These are chat archives for FreeCodeCamp/DataScience

10th
Feb 2016
Carl Parrish
@carl-parrish
Feb 10 2016 00:32 UTC
One of the reasons I'm thinking of moving. I'll be visiting for the first time in September.
evaristoc
@evaristoc
Feb 10 2016 08:36 UTC
Let me know when you come
evaristoc
@evaristoc
Feb 10 2016 10:35 UTC

Hi everyone:
For those who might try to open the Torrent dataset with python:
My version of of the dataset came as a line-by-line file; the best way to read it in my case was by using either readlines or readline methods.
You could then use the json library to read it all but you need to get rid of the no-json characters at the beginning and the end of the line you want to read (eg. the inline character).

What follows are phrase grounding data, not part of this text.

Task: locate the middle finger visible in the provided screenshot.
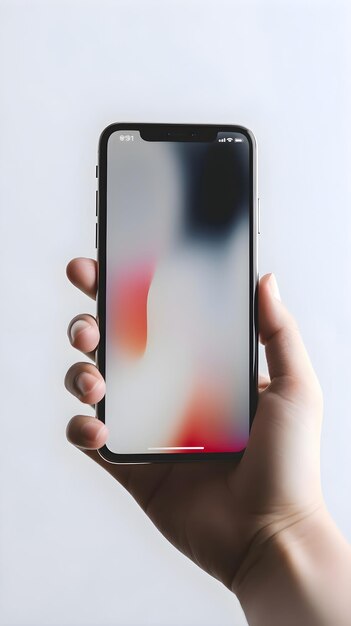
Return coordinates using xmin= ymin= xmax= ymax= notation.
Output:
xmin=67 ymin=314 xmax=100 ymax=359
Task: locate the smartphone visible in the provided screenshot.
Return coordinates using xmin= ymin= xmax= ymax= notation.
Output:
xmin=95 ymin=123 xmax=258 ymax=463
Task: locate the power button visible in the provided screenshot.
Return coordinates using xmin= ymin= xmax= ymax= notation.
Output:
xmin=257 ymin=197 xmax=261 ymax=235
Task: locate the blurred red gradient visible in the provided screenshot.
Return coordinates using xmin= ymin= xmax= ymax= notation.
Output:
xmin=171 ymin=382 xmax=247 ymax=453
xmin=109 ymin=260 xmax=155 ymax=357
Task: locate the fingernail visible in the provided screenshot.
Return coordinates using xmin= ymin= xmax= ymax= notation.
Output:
xmin=80 ymin=420 xmax=107 ymax=443
xmin=74 ymin=372 xmax=99 ymax=397
xmin=69 ymin=319 xmax=90 ymax=342
xmin=268 ymin=273 xmax=281 ymax=301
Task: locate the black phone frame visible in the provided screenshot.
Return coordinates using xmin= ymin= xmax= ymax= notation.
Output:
xmin=95 ymin=122 xmax=258 ymax=464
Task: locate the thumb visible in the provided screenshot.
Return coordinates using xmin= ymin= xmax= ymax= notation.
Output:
xmin=259 ymin=273 xmax=320 ymax=395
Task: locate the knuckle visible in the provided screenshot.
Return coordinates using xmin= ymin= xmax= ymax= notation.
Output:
xmin=287 ymin=311 xmax=300 ymax=334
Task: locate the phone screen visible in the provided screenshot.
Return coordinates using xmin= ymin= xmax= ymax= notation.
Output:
xmin=100 ymin=127 xmax=254 ymax=457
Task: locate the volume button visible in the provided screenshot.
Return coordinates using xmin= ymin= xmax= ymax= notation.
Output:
xmin=95 ymin=190 xmax=98 ymax=216
xmin=95 ymin=223 xmax=98 ymax=248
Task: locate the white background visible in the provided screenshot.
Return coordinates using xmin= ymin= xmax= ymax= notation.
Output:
xmin=0 ymin=1 xmax=350 ymax=625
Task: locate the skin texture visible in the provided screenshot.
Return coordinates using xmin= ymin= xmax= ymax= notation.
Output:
xmin=65 ymin=258 xmax=325 ymax=594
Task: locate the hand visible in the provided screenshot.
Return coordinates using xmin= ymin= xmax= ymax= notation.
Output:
xmin=65 ymin=258 xmax=325 ymax=593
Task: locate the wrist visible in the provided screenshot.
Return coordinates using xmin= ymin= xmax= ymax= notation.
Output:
xmin=233 ymin=505 xmax=351 ymax=626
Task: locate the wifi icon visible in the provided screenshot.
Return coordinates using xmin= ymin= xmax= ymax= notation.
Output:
xmin=226 ymin=137 xmax=234 ymax=142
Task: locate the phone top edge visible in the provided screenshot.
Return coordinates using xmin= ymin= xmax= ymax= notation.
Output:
xmin=98 ymin=123 xmax=258 ymax=152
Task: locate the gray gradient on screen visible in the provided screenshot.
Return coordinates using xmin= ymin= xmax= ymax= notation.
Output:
xmin=105 ymin=130 xmax=250 ymax=454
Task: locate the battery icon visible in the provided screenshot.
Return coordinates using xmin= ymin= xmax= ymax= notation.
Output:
xmin=235 ymin=138 xmax=243 ymax=142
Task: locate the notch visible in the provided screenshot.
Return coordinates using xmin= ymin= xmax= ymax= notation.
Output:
xmin=140 ymin=125 xmax=217 ymax=142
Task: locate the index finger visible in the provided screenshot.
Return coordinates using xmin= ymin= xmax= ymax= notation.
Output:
xmin=66 ymin=257 xmax=97 ymax=300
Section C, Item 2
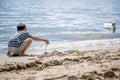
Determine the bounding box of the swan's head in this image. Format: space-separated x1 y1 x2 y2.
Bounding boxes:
112 22 115 28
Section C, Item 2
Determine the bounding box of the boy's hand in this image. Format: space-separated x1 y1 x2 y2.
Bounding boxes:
44 40 49 44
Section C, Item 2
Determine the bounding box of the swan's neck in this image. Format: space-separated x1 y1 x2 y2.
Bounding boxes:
112 23 115 28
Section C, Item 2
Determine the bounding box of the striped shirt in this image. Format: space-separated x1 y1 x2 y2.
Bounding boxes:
8 31 31 47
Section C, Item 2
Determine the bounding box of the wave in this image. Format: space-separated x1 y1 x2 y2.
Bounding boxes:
27 38 120 55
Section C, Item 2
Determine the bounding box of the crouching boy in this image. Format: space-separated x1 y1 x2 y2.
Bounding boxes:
7 23 49 56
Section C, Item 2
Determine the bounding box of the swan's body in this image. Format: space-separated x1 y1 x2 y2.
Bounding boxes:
104 22 115 29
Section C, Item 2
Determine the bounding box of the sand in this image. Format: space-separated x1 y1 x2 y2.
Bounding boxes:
0 47 120 80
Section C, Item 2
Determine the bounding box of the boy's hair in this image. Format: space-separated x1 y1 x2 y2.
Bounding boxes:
17 23 26 31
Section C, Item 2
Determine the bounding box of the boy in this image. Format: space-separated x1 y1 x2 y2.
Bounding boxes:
6 23 49 56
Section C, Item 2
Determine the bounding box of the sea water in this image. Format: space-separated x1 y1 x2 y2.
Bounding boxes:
0 0 120 54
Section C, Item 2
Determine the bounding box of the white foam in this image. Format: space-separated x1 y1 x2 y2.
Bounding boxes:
27 38 120 55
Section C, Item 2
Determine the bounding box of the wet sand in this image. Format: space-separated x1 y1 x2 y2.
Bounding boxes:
0 47 120 80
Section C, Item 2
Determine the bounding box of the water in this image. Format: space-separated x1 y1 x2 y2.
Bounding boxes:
0 0 120 54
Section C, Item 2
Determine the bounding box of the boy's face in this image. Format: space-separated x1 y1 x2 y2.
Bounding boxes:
24 27 27 31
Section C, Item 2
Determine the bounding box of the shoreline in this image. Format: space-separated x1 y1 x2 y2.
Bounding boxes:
26 38 120 55
1 38 120 55
0 47 120 80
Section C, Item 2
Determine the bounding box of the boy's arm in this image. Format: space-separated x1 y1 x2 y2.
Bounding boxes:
30 36 49 44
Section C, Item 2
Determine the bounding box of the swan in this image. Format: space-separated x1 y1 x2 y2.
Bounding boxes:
104 22 116 33
104 22 115 29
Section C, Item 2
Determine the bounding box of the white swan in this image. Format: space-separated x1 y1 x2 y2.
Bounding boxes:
104 22 116 32
104 22 115 29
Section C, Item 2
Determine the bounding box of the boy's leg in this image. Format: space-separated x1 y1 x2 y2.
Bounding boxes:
7 46 19 56
20 38 32 56
7 38 32 56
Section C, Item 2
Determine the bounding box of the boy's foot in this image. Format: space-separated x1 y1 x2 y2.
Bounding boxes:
6 52 11 56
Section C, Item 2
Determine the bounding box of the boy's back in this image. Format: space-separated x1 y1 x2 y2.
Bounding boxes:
8 31 31 47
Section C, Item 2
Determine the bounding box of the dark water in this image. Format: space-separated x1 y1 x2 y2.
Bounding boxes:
0 0 120 54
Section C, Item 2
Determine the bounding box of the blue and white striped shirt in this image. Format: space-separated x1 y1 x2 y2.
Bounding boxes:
8 31 31 47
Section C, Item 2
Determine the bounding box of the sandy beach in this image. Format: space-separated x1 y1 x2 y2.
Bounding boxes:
0 47 120 80
0 0 120 80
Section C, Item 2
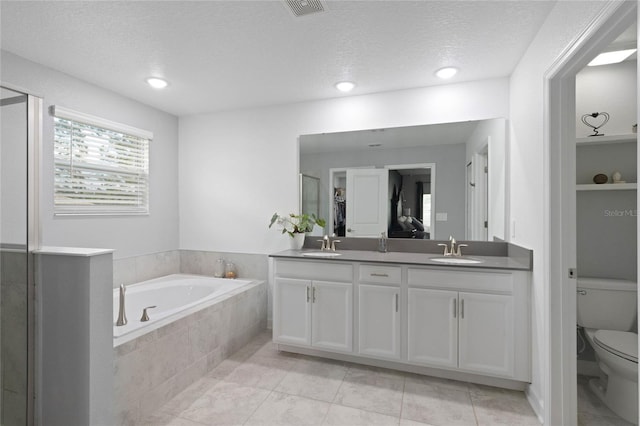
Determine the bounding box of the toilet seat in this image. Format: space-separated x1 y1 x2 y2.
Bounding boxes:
593 330 638 363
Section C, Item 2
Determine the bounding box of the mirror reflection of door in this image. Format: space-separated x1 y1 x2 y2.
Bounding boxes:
345 168 388 237
466 151 488 240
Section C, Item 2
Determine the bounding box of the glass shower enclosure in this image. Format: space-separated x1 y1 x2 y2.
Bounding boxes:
1 85 39 425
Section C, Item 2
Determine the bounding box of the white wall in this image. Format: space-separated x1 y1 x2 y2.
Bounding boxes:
1 51 179 259
508 0 611 418
576 60 637 137
179 78 509 253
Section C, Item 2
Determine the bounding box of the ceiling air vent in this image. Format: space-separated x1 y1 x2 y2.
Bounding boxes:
284 0 326 17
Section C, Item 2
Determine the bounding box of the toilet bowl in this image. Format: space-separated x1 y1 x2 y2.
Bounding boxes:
583 328 638 424
577 277 638 424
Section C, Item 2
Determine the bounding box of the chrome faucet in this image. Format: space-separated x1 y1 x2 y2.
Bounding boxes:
438 236 468 257
116 284 127 326
317 234 341 251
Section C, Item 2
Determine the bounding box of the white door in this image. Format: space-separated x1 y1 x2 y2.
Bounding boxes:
407 288 458 368
273 277 311 346
311 280 353 353
358 284 400 360
458 292 514 377
346 168 388 237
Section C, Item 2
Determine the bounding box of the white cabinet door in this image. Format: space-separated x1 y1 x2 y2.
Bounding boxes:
458 292 514 377
407 288 458 368
273 277 311 346
346 168 388 237
311 280 353 352
358 284 400 360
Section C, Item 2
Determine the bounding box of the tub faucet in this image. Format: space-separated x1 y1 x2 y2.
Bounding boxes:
116 284 127 326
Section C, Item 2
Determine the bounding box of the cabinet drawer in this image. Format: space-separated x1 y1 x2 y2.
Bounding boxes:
359 264 401 284
275 260 353 282
407 268 513 293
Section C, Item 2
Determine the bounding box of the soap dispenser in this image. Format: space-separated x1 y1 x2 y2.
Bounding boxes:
378 232 388 253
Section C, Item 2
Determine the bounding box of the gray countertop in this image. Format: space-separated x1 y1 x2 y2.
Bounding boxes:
270 249 532 271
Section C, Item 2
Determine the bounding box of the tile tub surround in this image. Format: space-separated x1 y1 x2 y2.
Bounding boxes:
113 279 267 425
113 250 268 288
113 250 181 288
138 331 542 426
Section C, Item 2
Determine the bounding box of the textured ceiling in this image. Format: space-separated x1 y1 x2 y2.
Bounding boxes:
1 1 556 116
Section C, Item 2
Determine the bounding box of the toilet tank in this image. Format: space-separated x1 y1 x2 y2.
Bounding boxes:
577 278 637 331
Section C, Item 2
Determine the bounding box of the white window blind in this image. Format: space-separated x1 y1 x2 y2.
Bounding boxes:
51 106 151 215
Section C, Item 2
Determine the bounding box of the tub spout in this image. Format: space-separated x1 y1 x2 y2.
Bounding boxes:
116 284 127 326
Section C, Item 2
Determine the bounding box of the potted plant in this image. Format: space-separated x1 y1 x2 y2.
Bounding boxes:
269 212 326 249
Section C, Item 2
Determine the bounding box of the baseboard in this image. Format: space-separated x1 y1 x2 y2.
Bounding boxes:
525 384 544 425
277 343 528 390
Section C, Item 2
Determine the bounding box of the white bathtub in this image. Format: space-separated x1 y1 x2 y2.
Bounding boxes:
113 273 255 346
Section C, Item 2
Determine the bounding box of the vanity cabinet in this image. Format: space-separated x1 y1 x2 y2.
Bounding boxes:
407 288 514 376
457 292 513 376
407 267 524 379
357 265 401 360
271 256 530 384
273 260 353 353
407 288 458 368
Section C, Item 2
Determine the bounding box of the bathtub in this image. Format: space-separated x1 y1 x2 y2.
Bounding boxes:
113 273 256 346
113 272 267 423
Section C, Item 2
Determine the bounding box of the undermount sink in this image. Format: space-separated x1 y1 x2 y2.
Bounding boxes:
301 251 342 258
429 256 484 265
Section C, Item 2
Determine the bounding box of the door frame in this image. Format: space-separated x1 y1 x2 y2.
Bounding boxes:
385 163 436 239
544 2 637 424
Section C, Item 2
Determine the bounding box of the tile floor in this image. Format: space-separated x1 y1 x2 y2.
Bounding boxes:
140 331 542 426
577 375 634 426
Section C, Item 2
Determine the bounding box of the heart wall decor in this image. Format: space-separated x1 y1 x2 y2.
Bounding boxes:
581 112 610 136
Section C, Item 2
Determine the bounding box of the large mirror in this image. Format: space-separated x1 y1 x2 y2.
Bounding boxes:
299 118 507 241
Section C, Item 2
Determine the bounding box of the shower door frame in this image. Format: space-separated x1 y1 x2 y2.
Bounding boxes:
1 83 42 426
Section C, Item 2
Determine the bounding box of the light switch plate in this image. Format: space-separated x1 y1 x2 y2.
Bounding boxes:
435 212 448 221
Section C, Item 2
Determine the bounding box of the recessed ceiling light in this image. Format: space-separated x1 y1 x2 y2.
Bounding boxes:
146 77 168 89
435 67 458 79
335 81 356 92
587 49 637 66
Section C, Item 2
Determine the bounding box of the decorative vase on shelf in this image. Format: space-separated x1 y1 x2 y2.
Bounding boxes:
291 233 305 250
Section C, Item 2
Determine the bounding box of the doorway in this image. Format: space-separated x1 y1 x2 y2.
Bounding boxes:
545 2 637 425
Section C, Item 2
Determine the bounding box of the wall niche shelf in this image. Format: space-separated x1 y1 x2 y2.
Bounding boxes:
576 183 637 191
576 133 637 146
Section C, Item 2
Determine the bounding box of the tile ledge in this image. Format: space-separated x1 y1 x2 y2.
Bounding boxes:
34 246 114 257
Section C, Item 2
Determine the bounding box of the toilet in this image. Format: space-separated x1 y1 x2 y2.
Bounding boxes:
577 277 638 424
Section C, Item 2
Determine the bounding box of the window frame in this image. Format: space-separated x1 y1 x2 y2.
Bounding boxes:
51 106 152 216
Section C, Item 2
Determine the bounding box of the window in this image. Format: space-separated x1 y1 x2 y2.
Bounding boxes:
52 106 151 215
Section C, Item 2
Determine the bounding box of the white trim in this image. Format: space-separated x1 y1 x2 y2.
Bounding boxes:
525 384 544 425
544 2 637 425
50 105 153 140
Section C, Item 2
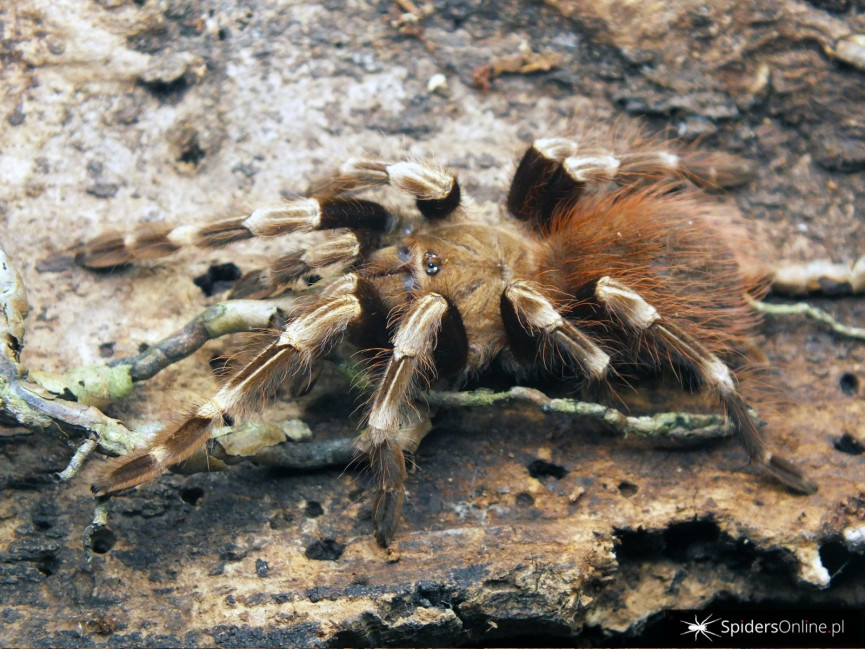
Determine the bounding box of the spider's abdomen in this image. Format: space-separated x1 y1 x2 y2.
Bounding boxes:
539 187 759 357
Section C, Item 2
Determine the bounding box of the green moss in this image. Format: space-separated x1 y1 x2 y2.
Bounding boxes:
30 364 134 409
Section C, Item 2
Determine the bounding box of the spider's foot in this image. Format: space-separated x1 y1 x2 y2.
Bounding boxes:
766 454 818 495
373 488 404 547
362 432 408 547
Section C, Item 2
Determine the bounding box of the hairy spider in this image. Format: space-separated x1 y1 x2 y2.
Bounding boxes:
83 130 817 546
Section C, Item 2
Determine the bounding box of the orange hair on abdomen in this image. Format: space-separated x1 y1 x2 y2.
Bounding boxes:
537 186 764 358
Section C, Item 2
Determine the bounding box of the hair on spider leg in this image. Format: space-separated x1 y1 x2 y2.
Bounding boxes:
86 127 818 547
342 435 425 511
214 326 327 403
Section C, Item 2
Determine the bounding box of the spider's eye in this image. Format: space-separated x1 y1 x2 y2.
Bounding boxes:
423 251 441 276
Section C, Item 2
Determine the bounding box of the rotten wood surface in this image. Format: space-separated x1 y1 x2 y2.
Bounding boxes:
2 0 865 646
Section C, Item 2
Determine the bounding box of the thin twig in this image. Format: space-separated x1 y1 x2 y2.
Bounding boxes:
55 437 99 482
334 358 732 443
249 436 357 470
83 496 114 557
114 297 297 382
154 382 730 481
1 248 298 474
427 386 731 443
747 295 865 341
0 247 141 462
92 496 110 527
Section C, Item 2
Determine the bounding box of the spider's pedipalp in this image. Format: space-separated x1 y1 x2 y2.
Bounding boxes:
94 274 367 494
357 293 459 546
594 275 817 495
502 280 609 381
230 229 363 298
76 197 391 269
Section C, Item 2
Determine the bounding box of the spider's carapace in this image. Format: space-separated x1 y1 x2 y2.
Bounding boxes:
83 130 816 546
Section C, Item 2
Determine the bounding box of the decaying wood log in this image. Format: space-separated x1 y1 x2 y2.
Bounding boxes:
2 0 864 646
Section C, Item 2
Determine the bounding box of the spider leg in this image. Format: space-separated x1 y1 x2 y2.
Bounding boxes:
502 280 610 381
615 149 755 188
356 293 457 546
508 138 590 226
508 138 754 227
229 229 365 298
76 196 391 268
93 273 374 493
594 276 817 494
331 158 463 221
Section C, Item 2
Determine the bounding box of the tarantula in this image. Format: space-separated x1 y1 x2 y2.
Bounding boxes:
83 131 817 546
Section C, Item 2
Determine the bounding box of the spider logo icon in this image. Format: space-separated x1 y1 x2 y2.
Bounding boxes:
681 613 722 641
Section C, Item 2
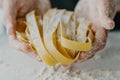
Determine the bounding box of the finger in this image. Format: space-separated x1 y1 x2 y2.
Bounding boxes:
17 3 32 17
9 36 42 61
9 37 32 52
3 0 17 37
25 52 42 62
3 1 32 52
78 25 108 61
34 0 51 16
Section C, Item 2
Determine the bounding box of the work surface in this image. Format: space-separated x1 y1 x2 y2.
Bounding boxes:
0 32 120 80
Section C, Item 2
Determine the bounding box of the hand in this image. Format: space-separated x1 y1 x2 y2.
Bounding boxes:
75 0 116 61
2 0 50 60
3 0 50 51
75 0 117 30
78 25 108 62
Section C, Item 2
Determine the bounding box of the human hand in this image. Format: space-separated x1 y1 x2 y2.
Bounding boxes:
74 0 116 61
75 0 117 30
78 25 108 62
2 0 50 60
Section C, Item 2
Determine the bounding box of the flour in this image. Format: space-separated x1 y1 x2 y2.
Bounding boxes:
33 32 120 80
0 29 120 80
0 8 4 36
0 54 3 64
35 65 120 80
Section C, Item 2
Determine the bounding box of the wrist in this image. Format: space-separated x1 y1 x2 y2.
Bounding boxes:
114 0 120 11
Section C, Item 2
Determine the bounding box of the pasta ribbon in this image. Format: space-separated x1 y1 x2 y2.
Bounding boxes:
16 9 94 66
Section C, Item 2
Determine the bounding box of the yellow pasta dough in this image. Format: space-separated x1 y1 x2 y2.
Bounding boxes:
16 9 94 66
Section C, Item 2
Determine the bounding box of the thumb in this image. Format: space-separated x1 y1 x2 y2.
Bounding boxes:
4 14 17 38
100 17 115 30
3 9 32 52
3 1 32 52
3 1 17 38
97 0 116 30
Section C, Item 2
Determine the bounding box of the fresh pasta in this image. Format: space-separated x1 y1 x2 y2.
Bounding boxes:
16 9 94 66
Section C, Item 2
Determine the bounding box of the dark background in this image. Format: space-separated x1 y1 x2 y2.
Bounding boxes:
51 0 78 11
51 0 120 31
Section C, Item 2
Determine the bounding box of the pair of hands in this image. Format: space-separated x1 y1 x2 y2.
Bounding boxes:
2 0 118 62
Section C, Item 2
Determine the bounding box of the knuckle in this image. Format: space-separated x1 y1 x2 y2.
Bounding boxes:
7 28 14 36
96 39 106 50
22 45 31 52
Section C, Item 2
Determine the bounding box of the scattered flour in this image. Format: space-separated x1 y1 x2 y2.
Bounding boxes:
35 64 120 80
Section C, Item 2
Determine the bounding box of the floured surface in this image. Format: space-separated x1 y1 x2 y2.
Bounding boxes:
0 32 120 80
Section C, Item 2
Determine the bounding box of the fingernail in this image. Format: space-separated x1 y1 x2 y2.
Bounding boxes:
62 64 68 67
109 20 115 29
23 44 32 52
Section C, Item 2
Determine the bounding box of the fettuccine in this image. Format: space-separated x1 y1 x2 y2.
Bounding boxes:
16 9 94 66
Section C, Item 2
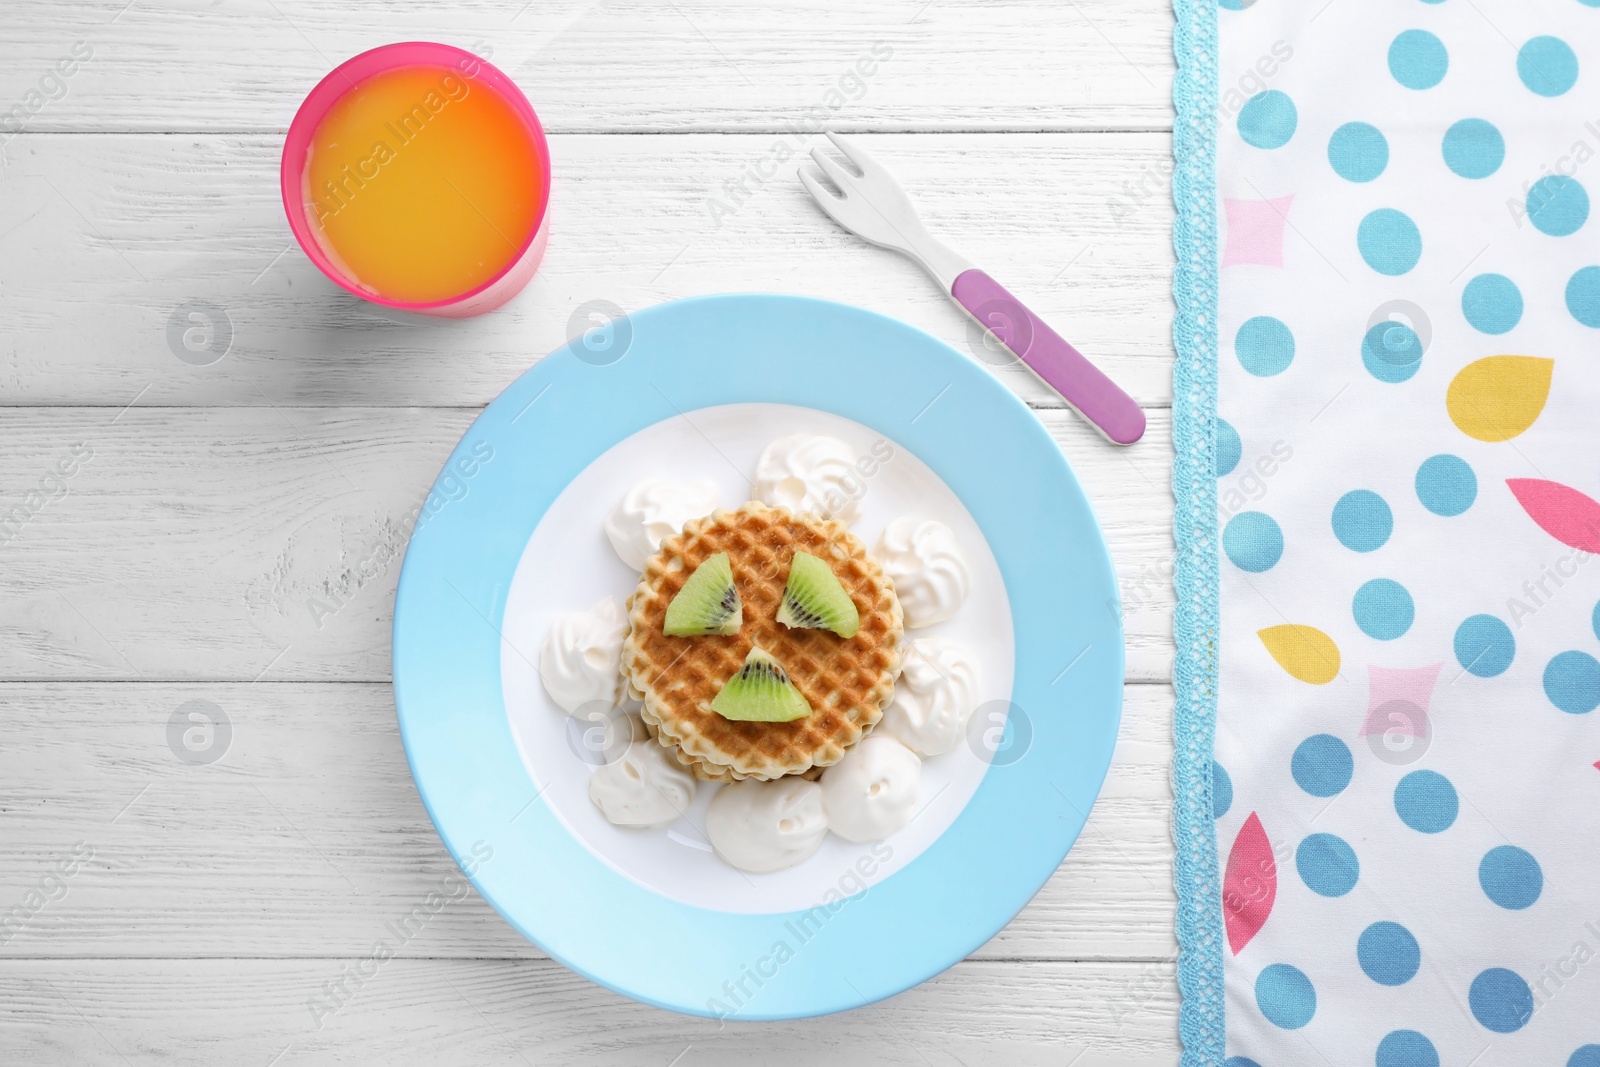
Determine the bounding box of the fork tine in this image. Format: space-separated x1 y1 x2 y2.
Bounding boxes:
797 163 841 208
823 131 881 178
808 147 859 197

NOTE: it is huge! So far I needed 9.0 GiB of memory just to open it. I have enough memory for one reading, but if you don't you would have read it in bunches... Perhaps this can help: http://stackoverflow.com/questions/519633/lazy-method-for-reading-big-file-in-python

Matt Gilbert
@Alquh
Feb 10 2016 23:03 UTC
anyone have experience with web crawling/data mining? i am trying to get data from a website and store it in a db on my website
Rex Schrader
@SaintPeter
Feb 10 2016 23:26 UTC
@Alquh There are a number of good tutorials on the web. Search for "Web Scraping" for the basics. I've done a little bit, so I may be able to help.